The Pope believes that Christianity offers the right balance between the value of the human person and the value of nature as God's creation. Yet he adds that environmentalists have had good reason to reject believers as potential allies – for “modern Christianity, faced with the successes of science in progressively structuring the world, has to a large extent restricted its attention to the individual and his salvation. In so doing it has limited the horizon of its hope and has failed to recognize sufficiently the greatness of its task” (Spe Salvi 25). This restriction of Christianity to the individual level is what we need to overcome. As Christians we have been too hasty to “limit the horizon of our hope”, so that hope has indeed become a feeble-minded excuse for inaction.

Tuesday, 15 December 2009

On Surviving and Flourishing

Pope Benedict's 2010 Message for the World Day of Peace is entitled, "If You Want to Cultivate Peace, Protect Creation".
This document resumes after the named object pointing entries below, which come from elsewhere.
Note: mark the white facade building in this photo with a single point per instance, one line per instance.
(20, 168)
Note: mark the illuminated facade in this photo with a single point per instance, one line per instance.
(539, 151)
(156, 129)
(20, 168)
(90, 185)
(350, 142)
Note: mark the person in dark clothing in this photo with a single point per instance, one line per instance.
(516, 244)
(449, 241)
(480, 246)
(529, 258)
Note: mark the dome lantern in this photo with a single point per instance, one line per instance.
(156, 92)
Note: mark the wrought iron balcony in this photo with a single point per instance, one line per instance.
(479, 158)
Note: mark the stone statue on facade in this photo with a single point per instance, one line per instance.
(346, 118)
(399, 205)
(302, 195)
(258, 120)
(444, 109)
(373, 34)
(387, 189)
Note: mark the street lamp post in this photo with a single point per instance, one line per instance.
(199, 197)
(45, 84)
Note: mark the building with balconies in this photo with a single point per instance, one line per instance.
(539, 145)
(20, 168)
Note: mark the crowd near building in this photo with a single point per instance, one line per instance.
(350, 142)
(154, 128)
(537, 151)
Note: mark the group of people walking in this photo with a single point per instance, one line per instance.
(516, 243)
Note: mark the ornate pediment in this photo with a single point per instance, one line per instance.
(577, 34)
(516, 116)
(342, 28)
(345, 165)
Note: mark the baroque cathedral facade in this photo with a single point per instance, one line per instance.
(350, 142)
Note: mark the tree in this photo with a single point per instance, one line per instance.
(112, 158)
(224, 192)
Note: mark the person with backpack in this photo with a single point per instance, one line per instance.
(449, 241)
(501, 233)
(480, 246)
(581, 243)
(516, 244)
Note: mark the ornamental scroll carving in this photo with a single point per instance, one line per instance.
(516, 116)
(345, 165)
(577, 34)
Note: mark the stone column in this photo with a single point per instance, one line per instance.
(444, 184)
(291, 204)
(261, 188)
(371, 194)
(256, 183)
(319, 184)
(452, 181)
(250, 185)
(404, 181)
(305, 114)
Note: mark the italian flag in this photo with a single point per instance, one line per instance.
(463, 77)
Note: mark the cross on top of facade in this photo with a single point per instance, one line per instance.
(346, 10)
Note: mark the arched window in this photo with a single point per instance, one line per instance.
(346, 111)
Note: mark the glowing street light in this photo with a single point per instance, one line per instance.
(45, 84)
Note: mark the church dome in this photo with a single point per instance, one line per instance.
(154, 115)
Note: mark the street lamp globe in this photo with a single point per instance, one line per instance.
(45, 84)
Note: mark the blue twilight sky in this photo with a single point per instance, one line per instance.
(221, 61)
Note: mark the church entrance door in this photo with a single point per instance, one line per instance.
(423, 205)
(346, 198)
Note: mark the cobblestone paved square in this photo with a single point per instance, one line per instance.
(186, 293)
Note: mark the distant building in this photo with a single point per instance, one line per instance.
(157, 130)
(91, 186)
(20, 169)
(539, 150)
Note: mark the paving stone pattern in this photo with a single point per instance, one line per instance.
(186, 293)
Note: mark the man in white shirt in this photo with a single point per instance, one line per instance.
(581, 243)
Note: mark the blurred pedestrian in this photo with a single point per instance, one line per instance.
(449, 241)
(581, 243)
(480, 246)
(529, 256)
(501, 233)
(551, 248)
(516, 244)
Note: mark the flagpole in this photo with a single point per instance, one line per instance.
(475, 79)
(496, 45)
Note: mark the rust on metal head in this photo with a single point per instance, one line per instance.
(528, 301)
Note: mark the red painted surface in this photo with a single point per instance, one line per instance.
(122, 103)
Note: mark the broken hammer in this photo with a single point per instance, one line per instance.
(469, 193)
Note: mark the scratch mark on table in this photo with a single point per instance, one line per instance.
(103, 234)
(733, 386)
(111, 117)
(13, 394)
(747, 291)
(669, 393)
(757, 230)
No comments here on the outcome of the Copenhagen Summit (!). However, on another matter, a fascinating article by Craig McLean on the success of Lego, the family-owned toy firm based near Copenhagen, recently appeared under the title 'Play it again'. We sometimes forget that family-owned businesses can get this big - and that big can be beautiful. A lot of lessons can be learned from this story about the creativity and innovation needed to keep a company alive.

The article doesn't talk much about the company ethos, but according to Arie de Geus, author of The Living Company, the only corporations that survive and flourish over a long period of time are those which treat their enterprises as "living work communities" - i.e. humanistically rather than as purely economic machines, valuing human talent above money and capital.

Analogously, perhaps, the Pope writes:
The ecological crisis offers an historic opportunity to develop a common plan of action aimed at orienting the model of global development towards greater respect for creation and for an integral human development inspired by the values proper to charity in truth. I would advocate the adoption of a model of development based on the centrality of the human person, on the promotion and sharing of the common good, on responsibility, on a realization of our need for a changed life-style, and on prudence, the virtue which tells us what needs to be done today in view of what might happen tomorrow.
The term "ecology" is quite recent, and is used to refer to a scientific approach that studies the living systems of the planet as an integral whole, interconnected with each other, rather than individual species in isolation. Humanity is taken into account as one more animal species that depends on, but also transforms, the environment around it, but as the Pope points out, human beings are in a special category. Like it or not, we play a central role. What we need is a humanistic ecological vision that "takes in not only the environment but also life, sexuality, marriage, the family, social relations"; that is, our "duties towards the human person" (CV, 51).